The indexing process first checks a robots.txt, and will obey any rules there. If the robots.txt allows, it will then load the home page and web feed (if a web feed was configured or discovered on a previous index), looking for links which it will follow breadth first, until there are no further pages to index or until the indexing page limit for the domain or the timeout is reached.
If you want to exclude certain pages from indexing, you would normally do this via robots.txt. If you have a Full listing you can also configure your listing to exclude content based on:
- path: i.e. URLs containing a certain string.
- type: i.e. values from the page_type field described above.
This might be useful to, for example, filter out micro blog entries which have a particular path or type.
How frequently are sites reindexed?
See Add Site for the latest information on indexing frequency. If you have a Full listing you can logon to Manage Site to see when your next reindex is due, and can of course trigger a reindex on demand.
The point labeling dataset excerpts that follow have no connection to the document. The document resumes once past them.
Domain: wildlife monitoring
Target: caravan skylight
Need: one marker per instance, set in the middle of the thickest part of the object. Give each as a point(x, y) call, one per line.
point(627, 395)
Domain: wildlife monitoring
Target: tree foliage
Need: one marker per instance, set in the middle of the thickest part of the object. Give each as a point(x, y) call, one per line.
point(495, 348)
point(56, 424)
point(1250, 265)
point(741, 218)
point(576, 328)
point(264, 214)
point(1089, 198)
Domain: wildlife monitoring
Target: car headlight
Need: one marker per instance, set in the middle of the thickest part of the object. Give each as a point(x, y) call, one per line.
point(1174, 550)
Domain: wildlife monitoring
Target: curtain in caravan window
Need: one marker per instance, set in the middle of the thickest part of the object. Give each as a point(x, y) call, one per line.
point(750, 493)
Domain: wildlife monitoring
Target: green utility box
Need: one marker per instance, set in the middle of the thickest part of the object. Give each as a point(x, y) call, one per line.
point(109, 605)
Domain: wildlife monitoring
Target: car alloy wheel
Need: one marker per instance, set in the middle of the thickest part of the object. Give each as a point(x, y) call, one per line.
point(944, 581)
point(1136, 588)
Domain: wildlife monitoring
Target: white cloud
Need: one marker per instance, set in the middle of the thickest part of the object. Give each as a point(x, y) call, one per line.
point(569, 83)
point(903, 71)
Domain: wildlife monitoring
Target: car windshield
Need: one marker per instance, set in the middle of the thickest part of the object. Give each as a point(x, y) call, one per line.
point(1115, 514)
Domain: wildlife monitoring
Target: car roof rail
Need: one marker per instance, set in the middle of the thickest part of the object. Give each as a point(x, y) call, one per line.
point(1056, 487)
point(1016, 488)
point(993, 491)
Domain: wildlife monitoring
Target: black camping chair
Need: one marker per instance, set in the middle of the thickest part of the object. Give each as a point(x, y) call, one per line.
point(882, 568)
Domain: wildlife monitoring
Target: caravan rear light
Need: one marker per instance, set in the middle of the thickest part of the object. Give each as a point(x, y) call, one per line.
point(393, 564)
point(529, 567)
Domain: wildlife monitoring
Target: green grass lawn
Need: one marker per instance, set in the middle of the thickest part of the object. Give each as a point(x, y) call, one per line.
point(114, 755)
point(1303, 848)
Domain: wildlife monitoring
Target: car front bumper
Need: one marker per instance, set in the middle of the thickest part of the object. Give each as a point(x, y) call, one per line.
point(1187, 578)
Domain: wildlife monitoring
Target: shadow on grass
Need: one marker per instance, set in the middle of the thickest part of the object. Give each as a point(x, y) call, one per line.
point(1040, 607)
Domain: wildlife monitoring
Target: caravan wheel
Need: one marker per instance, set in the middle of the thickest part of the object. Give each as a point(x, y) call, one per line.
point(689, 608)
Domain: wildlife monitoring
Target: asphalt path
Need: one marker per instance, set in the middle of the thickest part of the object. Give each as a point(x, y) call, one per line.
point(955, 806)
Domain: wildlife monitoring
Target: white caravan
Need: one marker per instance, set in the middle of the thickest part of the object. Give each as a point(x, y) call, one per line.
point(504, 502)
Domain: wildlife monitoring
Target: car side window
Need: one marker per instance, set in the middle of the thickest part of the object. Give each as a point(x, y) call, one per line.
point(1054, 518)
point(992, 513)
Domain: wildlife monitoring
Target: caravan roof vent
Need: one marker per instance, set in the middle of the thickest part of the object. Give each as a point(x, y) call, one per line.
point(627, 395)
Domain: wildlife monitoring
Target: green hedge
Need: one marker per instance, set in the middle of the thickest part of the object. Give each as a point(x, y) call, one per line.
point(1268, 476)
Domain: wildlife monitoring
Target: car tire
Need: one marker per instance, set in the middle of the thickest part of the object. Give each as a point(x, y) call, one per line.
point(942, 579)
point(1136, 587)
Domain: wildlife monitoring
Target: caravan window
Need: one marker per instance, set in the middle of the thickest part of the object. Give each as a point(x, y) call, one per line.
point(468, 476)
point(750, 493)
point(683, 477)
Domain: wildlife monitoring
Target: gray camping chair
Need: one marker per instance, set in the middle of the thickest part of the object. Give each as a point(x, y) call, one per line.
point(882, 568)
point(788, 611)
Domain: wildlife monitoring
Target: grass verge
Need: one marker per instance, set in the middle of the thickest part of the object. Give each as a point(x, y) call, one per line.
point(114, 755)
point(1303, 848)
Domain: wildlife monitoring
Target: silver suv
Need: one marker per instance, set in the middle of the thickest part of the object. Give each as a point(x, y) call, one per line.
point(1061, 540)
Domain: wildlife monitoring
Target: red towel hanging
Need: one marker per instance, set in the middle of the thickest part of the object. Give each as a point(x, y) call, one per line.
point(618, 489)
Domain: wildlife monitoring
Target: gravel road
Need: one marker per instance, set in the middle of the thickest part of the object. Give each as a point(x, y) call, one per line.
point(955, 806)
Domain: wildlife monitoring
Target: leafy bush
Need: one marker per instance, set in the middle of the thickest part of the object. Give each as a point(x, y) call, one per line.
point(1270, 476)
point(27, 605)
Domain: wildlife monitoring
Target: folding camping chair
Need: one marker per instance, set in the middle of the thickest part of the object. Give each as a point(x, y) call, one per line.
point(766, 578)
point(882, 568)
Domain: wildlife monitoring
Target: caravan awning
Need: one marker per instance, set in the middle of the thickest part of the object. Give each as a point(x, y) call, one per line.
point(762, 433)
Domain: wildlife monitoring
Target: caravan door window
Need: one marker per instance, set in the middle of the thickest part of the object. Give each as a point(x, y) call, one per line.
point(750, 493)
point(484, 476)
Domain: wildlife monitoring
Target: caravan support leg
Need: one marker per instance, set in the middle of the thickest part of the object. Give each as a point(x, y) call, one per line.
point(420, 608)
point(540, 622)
How does the relevancy tuning work?
The following fields are used to determine how results are ranked: title, description, author, tags, url, content, indexed_inlink_domains_count, contains_adverts and owner_verified. There is further discussion of the relevancy tuning on some Blog posts, and of course the Source code is available for complete transparency.
Support
How do I raise a support query?
Use the Contact to reach out. If you think you have found a bug, you could also raise via https://github.com/searchmysite/searchmysite.net/issues.
What are the support hours for the search as a service?
As per About searchmysite.net, this is an evenings and weekends side-project, so support is only available outside normal business hours. I'm also periodically away on holiday. I believe this is reflected in the low cost. Note however that the service has been running reliably since July 2020.